Britain, Canada join allies in ‘diplomatic boycott’ of Beijing Olympics
Britain and Canada on Wednesday announced they were joining their allies Australia and the United States in a diplomatic boycott of the Beijing Winter Olympics in a move to protest China’s human rights record.
“There will be effectively a diplomatic boycott of the Winter Olympics in Beijing,” British Prime Minister Boris Johnson told parliament, saying there were no plans to send any government ministers to attend the February games.
Beijing responded by accusing Britain of trying to smear the winter Olympics.
“The Chinese government has not invited government ministers or officials from the UK to attend the Beijing Winter Olympics,” a spokesman for the Chinese embassy in London said.
“The Beijing Winter Olympics is a gathering of Olympic athletes and winter sports lovers across the world, not a tool of political manipulation for any country,” the spokesman said. “Making an issue out of the presence of government officials at the Beijing Winter Olympics is in essence a political smearing campaign.”

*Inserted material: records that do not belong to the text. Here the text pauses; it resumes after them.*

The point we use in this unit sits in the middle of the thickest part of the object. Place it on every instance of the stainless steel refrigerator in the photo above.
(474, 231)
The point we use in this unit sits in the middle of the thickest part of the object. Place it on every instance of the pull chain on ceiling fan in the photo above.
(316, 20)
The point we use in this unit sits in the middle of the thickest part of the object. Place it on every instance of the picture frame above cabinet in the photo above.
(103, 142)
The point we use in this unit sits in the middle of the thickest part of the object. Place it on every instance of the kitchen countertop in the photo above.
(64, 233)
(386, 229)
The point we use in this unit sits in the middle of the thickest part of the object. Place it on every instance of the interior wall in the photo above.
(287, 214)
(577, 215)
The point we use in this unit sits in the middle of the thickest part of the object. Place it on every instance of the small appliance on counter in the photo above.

Later Thursday, Canadian Prime Minister Justin Trudeau told reporters his country would follow in the same footsteps.
“Many partners around the world are extremely concerned by the repeated human rights violations by the Chinese government,” he said. “That’s why we are announcing today that we will not be sending any diplomatic representation to the Beijing Olympics.”

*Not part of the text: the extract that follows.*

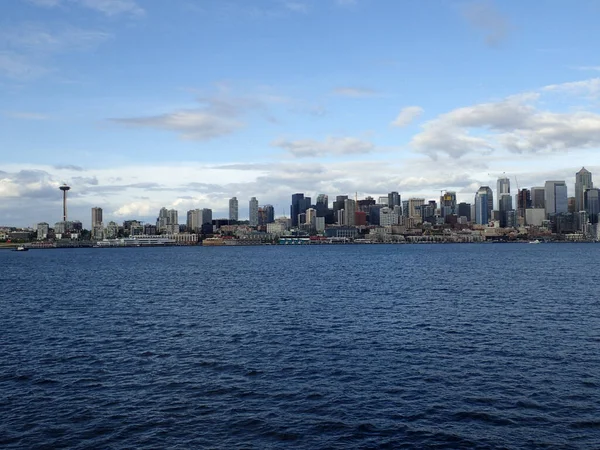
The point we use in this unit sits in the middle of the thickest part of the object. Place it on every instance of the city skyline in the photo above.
(555, 198)
(137, 106)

The US was first out to announce its diplomatic boycott of the games on Tuesday, prompting Beijing to warn the US would “pay the price”.

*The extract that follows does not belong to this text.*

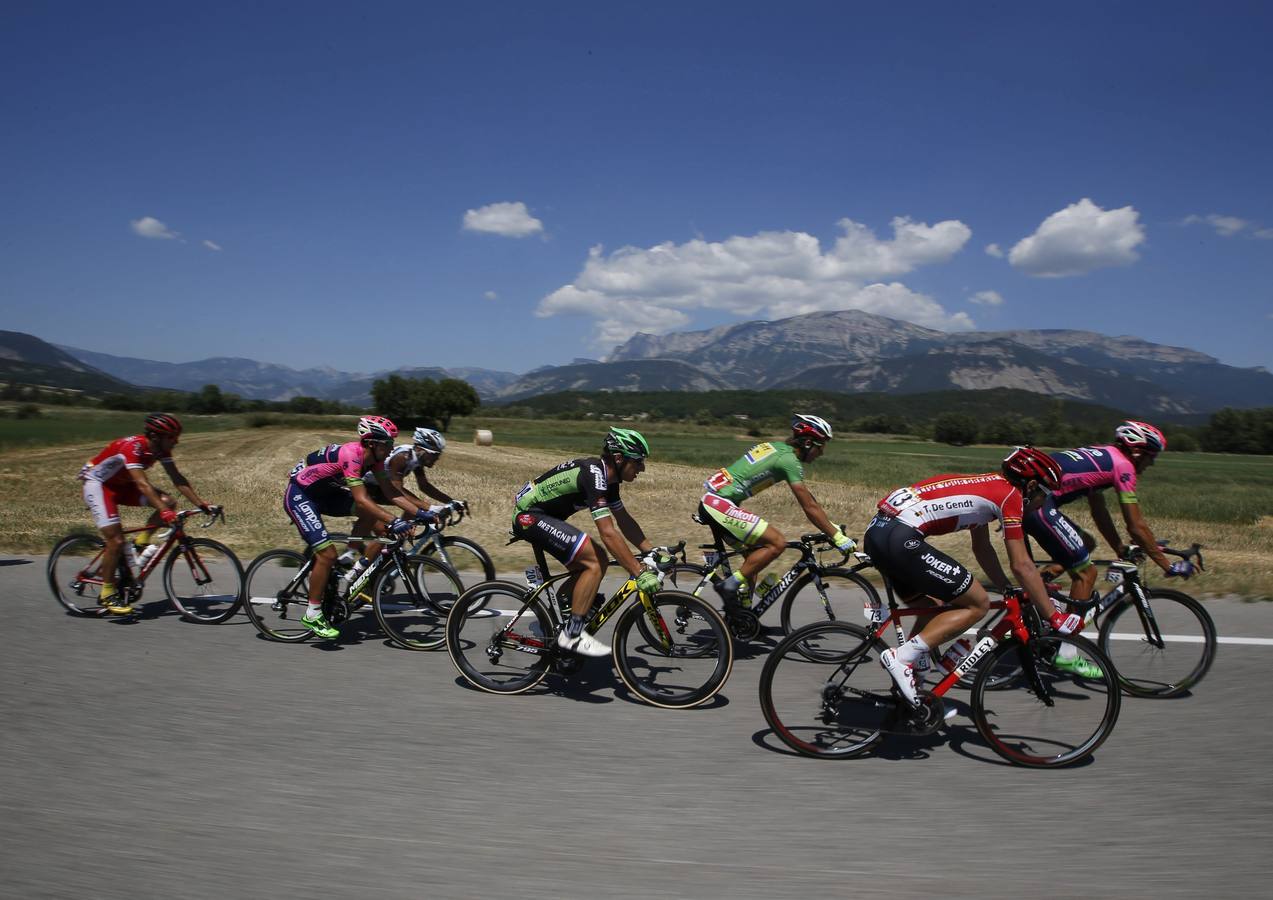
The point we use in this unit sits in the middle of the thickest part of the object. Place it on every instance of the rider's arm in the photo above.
(1139, 531)
(178, 481)
(1105, 522)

Shortly after, Australia announced it would follow suit, but China’s response to that has so far been muted, with a spokesperson for the Chinese Embassy in Canberra saying it “runs counter to its (Canberra’s) publicly pronounced expectation to improve China-Australia relations”.
The allies have a growing discord with China over a slew of issues that has plunged relations into the most serious crisis since the Tiananmen Square crackdown in 1989.
They include human rights abuses in Xinjiang and a crackdown on pro-democracy groups in Hong Kong, a former British colony returned to Chinese rule in 1997.